Sta di fatto che Matteo Salvini è arrivato a Trento poco dopo le 16 e, questa volta, ha scelto Piazzale Europa a Madonna Bianca per incontrare i suoi elettori e la stampa. Pochi minuti equamente divisi tra selfie e discorsi inseriti in un programma, quello odierno, da tour de force (in meno di 10 ore passerà da Borghetto ad Ala, da Aldeno a Trento, da Novaledo a Borgo, da Pergine di nuovo ad Ala). ''Ho chiesto a Mirko (Bisesti ndr) e Maurizio (Fugatti ndr) di portarmi in un quartiere popolare - ha spiegato il ministro dell'interno - e in tre ore hanno organizzato al volo. Anche per non dare soddisfazione a quei quattro gatti che sono in giro in centro a far casino e non avendo niente da fare lasciano le bombe carta nelle sedi di partito. Sia ben chiaro, io adoro chi non la pensa come me, ma le bombe non dovrebbero esistere in Trentino e in nessun angolo di una società civile''.

 

E a chi gli ha chiesto se tema un ritorno di anni difficili e bui come quelli di Piombo ha risposto: ''No. L'Italia è paese sano, questi sono quattro disadatti che sono fermi agli anni di piombo e alla violenza degli anni 70 ma non c'è un tessuto sociale anzi fortunatamente tutti, da destra a sinistra, condannano gli imbecilli che picchino o lasciano bombe per strada. Sono veramente quattro sottosviluppati fuori dal mondo''.

 

 

"La Lega - ha proseguito - non è nata nei salotti del centro ma nelle periferie dove si toccano con mano le insicurezze. Conto di tornare a Trento da ministro dell'interno con Fugatti presidente a portare un po' di sicurezza per le strade di Trento.
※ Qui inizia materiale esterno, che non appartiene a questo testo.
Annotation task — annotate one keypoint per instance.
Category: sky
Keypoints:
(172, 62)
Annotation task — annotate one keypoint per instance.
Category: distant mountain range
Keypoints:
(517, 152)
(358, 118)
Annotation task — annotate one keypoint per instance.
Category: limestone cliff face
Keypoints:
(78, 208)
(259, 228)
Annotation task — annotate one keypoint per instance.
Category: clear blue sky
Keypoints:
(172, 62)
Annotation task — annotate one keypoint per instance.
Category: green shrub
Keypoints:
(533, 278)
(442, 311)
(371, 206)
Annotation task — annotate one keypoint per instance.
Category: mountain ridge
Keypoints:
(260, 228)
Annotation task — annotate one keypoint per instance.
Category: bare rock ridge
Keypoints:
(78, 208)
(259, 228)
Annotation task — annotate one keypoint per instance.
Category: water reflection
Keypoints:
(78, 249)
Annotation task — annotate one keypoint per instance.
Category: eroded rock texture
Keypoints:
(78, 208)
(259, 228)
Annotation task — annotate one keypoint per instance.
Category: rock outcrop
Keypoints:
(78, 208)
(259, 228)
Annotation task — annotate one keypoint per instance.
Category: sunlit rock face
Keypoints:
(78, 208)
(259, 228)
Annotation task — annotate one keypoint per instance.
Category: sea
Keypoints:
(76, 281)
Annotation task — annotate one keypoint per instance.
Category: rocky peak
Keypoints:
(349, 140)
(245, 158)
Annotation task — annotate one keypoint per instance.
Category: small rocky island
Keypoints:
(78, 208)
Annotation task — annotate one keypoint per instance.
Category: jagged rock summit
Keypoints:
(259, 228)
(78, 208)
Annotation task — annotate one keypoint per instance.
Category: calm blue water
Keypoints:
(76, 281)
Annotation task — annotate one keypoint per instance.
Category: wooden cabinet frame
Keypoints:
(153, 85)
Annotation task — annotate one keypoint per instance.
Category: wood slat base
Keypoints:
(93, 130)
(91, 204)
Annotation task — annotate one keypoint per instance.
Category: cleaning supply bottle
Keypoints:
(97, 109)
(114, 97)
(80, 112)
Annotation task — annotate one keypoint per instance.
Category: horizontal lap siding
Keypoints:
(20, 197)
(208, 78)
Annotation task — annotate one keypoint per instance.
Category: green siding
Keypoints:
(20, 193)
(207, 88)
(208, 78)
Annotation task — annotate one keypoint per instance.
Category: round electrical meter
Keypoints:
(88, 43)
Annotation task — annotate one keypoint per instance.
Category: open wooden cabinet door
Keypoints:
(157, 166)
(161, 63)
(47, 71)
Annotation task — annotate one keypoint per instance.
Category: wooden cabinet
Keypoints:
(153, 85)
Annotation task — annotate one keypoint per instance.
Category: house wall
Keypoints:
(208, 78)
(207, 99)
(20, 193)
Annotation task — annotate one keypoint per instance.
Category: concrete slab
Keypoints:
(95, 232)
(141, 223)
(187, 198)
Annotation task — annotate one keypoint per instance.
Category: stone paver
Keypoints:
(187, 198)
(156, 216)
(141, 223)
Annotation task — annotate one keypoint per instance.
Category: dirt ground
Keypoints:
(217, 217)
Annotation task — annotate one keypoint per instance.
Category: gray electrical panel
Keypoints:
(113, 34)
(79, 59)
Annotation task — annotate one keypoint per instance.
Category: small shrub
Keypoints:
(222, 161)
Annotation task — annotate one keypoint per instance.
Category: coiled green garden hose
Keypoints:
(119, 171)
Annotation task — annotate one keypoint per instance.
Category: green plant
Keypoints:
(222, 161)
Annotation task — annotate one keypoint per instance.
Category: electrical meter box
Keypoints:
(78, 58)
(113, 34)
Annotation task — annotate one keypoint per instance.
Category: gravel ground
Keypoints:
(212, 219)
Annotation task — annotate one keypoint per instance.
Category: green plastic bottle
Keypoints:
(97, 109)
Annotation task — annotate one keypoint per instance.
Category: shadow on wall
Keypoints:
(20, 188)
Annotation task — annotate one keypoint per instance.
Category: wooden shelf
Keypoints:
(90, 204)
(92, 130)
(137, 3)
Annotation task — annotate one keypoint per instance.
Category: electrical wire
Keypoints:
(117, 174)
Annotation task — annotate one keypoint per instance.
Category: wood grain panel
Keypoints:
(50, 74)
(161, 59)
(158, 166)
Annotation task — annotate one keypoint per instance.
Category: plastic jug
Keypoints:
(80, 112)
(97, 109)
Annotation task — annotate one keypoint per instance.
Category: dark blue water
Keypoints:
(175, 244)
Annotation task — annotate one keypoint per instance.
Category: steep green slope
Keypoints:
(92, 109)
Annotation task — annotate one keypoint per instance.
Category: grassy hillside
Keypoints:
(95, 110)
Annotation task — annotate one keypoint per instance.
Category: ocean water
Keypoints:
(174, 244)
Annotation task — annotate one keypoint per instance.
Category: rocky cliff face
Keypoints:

Non è possibile che le ragazze e le donne abbiano paura a passeggiare in alcune strade del centro, Piazza Dante e dintorni. Trento ha tutte le potenzialità per essere comunità tranquilla. Poi ragazzi - ha proseguito guadandosi intorno - rendetevi conto che questo è un quartiere popolare di Trento. Se venite nei quartieri popolari della mia Milano c'è contesto ambientale diverso. E' per questo che domenica voi potete fare la storia. Il buon Dio vi ha dato un territorio bello, voglia di lavorare, di faticare, di sacrificarsi. Il Trentino è terra di accoglienza, di volontariato di generosità, di emigrazione ma positiva".

 

"I trentini nel mondo hanno portato lavoro, portato rispetto, cultura, fatica - ha aggiunto - non violenze, spaccio, scippi e casini vari. Ci teniamo ad allargare ancora di più il cuore del Trentino però guardando quelle case popolari lì (e ha indicato le Torri ndr) mettendo prima i trentini per i contributi pubblici, per gli aiuti della Provincia, per i bonus bebè per i bonus affitto. E' giusto dare tutto a tutti quando te lo puoi permettere. Ma quando in una famiglia non c'è tutto per tutti prima si pena ai propri figli e poi a quelli dei vicini di casa. A sinistra questa cosa l'hanno fraintesa: accoglienza e generosità, do tutto a tutti e se avanza qualcosa diamo anche ai trentini. Adesso basta. Domenica voi potrete fare giustizia per anni di pessima amministrazione".

 

E un'ultima battuta l'ha rilasciata ai giornalisti, sul doppio passaporto: ''In Italia si dà il passaporto italiano e in Austria c'è quello austriaco quindi non esiste. L'ho già detto anche agli amici austriaci''. Con buona pace di tutti quegli autonomisti che speravano in un'apertura da parte di Roma, in tal senso.